Article 4: Droit de recevoir des informations
L’article 4 porte sur le droit reconnu à la victime de recevoir différents types d'informations.
Son paragraphe 1 énumère dix types d’informations qui doivent être communiquées à la victime. AT, CY, FI, DE, IE, NL, UK (Écosse) et SE ont transposé cette obligation en faisant figurer la plupart de ces renseignements sur des sites internet et/ou en créant des brochures d'information. Néanmoins, les dispositions législatives transmises ne permettent pas de déterminer si la victime a effectivement accès à ces informations dès son premier contact avec les services répressifs.
En IT et au UK, les autorités ne sont aucunement tenues de fournir toutes ces informations aux victimes. Les mesures communiquées par PT n’obligent pas les autorités nationales à transmettre des informations aux victimes.
BE, EE, FR, ES, CZ, HU et SK ont adopté un système acceptable qui fait obligation aux fonctionnaires de police, aux procureurs et aux juges d’informer les victimes de la plupart de leurs droits. En FI, l’obligation des autorités chargées de l’instruction se limite à informer la victime de son droit à une réparation.
En RO, BG, FI, LT et PL, les approches sont mixtes. Les autorités sont obligées d’informer les victimes de leurs droits et ces pays ont créé des sites internet. En BG, à CY et en RO, une ligne téléphonique a été mise en place pour informer les victimes.
Les législations de SI et de CY sont lacunaires et insuffisantes. SI fait référence à des orientations du ministère de l'intérieur qui ne semblent avoir aucun caractère contraignant (le texte n'a pas été transmis). La mise en œuvre par LU est insuffisante, puisque le projet de loi n’a pas été définitivement adopté.

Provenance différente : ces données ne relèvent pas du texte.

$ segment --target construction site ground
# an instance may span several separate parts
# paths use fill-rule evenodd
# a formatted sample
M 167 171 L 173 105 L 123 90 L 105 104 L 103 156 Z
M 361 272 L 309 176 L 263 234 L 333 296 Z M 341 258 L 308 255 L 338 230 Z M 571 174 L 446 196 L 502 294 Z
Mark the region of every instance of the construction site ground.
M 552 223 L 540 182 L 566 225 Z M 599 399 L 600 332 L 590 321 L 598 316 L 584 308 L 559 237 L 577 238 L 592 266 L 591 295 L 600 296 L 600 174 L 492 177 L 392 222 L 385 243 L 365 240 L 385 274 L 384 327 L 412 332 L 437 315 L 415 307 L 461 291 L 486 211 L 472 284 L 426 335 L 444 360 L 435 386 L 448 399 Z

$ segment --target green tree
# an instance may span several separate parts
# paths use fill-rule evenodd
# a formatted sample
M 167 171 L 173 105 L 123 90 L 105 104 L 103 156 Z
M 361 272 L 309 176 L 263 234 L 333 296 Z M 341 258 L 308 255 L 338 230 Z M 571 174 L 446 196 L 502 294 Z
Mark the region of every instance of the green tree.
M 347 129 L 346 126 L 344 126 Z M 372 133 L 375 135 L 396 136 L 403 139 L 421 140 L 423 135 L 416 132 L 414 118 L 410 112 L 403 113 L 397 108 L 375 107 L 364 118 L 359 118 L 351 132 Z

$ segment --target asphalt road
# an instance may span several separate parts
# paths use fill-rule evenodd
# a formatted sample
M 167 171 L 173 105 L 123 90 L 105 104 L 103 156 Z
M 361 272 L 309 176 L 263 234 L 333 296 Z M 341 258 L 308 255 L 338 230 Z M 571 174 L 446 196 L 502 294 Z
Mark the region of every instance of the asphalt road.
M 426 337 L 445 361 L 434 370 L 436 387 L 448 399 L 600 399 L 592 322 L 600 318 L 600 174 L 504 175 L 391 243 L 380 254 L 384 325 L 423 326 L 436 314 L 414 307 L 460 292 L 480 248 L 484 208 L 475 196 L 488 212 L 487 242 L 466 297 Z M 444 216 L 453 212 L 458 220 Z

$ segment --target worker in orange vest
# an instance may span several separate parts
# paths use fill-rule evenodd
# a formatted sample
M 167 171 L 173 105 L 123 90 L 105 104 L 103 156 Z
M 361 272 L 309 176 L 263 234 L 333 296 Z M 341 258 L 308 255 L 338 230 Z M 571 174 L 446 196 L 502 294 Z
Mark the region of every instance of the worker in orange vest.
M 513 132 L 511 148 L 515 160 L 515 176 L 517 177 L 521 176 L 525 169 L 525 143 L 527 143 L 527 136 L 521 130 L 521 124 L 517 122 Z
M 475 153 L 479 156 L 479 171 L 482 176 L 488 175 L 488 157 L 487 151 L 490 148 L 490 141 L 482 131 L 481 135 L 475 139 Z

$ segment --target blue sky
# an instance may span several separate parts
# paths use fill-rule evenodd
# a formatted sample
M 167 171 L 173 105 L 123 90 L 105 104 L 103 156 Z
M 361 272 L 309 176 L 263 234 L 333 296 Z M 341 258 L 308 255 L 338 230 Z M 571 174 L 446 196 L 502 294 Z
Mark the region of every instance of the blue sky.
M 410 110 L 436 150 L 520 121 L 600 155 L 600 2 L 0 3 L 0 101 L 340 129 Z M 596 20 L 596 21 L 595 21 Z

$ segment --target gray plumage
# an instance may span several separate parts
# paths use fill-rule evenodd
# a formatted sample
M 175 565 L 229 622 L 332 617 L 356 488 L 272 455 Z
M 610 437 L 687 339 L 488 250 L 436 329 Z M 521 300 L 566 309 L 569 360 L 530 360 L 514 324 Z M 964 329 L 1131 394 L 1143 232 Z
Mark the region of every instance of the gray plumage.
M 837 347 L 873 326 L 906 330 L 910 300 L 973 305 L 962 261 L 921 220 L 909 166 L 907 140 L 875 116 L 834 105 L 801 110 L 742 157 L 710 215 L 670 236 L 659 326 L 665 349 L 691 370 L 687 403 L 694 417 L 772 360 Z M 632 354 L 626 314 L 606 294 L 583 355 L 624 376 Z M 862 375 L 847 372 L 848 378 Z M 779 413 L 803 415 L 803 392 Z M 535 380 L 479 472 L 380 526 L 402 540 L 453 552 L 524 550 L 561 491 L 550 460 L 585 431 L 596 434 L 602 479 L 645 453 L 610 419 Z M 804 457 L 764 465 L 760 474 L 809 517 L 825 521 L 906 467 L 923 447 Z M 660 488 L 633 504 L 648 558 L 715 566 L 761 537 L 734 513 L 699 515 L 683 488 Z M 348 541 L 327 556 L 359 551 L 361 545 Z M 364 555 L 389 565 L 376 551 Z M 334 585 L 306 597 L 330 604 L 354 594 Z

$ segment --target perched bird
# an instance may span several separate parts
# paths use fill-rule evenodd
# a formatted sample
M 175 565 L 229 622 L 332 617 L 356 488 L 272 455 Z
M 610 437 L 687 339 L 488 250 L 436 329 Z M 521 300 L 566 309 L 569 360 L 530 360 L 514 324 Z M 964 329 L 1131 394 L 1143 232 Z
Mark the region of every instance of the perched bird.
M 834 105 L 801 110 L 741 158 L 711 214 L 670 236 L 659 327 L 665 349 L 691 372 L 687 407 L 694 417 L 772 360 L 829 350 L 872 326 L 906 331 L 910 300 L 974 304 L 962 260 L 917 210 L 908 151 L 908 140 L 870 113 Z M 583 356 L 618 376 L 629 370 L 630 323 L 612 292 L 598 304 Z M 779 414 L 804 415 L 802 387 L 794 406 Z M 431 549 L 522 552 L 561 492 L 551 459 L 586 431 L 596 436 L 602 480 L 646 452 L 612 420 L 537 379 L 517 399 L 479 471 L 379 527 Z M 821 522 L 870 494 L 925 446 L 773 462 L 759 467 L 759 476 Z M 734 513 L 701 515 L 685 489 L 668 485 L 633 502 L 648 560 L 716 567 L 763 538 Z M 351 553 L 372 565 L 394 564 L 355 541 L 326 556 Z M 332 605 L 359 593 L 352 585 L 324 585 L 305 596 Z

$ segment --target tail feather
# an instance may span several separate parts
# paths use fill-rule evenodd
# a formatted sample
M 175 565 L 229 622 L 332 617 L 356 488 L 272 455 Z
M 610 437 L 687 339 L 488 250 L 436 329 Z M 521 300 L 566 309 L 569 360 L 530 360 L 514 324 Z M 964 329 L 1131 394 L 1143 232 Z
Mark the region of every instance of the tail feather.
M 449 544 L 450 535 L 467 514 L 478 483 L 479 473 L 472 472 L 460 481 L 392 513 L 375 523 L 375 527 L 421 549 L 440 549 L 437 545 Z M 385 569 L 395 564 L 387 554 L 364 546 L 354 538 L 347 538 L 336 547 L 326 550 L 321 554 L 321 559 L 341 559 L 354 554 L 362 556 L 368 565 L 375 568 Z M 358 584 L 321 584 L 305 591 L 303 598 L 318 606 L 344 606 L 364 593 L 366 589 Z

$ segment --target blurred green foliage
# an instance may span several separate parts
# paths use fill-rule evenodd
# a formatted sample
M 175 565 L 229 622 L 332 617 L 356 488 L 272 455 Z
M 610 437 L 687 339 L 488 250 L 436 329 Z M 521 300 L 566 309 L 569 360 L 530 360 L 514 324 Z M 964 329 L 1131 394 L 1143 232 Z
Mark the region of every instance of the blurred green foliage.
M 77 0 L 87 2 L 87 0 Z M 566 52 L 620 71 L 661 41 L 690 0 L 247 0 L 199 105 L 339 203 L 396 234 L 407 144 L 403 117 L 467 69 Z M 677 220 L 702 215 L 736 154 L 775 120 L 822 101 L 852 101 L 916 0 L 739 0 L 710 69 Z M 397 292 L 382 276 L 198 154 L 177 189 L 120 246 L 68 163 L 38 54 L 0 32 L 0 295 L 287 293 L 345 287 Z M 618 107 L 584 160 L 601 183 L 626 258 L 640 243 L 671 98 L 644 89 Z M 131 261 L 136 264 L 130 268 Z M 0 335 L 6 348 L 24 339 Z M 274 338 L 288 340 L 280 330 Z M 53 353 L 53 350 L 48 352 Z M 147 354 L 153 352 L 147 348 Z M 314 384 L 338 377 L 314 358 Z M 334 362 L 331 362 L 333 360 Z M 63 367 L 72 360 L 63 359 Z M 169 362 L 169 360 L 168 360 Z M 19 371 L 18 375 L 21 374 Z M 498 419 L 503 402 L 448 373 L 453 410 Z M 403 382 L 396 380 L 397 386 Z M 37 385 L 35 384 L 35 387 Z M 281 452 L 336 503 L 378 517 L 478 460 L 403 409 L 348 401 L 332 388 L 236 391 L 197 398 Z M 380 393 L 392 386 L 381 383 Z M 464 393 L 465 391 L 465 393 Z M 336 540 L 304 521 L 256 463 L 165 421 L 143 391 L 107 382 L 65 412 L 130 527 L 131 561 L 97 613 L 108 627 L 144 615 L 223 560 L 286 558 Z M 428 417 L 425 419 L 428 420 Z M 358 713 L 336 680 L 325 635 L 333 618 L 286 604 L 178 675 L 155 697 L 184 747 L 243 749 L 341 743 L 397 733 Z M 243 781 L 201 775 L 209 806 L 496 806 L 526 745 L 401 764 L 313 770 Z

Il convient de relever deux autres faiblesses. La première concerne les langues. Les informations doivent être données «autant que possible dans des langues généralement comprises». Or si certains États membres (DE, UK (Écosse), NL, SE, BG et FI) ont des informations en plusieurs langues (dont l’anglais), la plupart des États membres ne font aucune mention de cet aspect de la question. Seules les législations bulgare et roumaine prévoient spécifiquement la communication d’informations à la victime dans une langue qu'elle comprend. CZ et HU ont adopté des dispositions qui garantissent à toute personne qui ne comprend pas la langue du pays le droit de communiquer avec les autorités dans une langue qu’elle maîtrise.
La seconde concerne les dispositifs particuliers prévus pour les victimes résidant dans un autre État. Cette disposition a été ignorée par les États membres, sauf UK (Écosse) et BG qui se sont dotés d’une ligne téléphonique permettant d’accéder directement à des interprètes. En IE, un service spécial de l’organisme d’aide aux victimes assiste les victimes résidant dans un autre pays.
L’article 4, paragraphe 2, sur les informations relatives à la suite réservée à la plainte, a été correctement transposé, à ceci près que DK, EE, UK, LU, SI et FR ne communiquent pas d’informations sur la décision prise par la juridiction. IT notifie uniquement la décision aux victimes qui se sont constituées parties civiles. FI a incorporé l’obligation c) dans son système national mais n’a transmis aucun acte législatif. Le code de procédure pénale de PT ne garantit pas que la victime sera informée activement par les autorités nationales si elle «en a manifesté la volonté». En IE, la Charte des victimes n’a pas de valeur contraignante. EE n’a transmis aucune mesure de transposition.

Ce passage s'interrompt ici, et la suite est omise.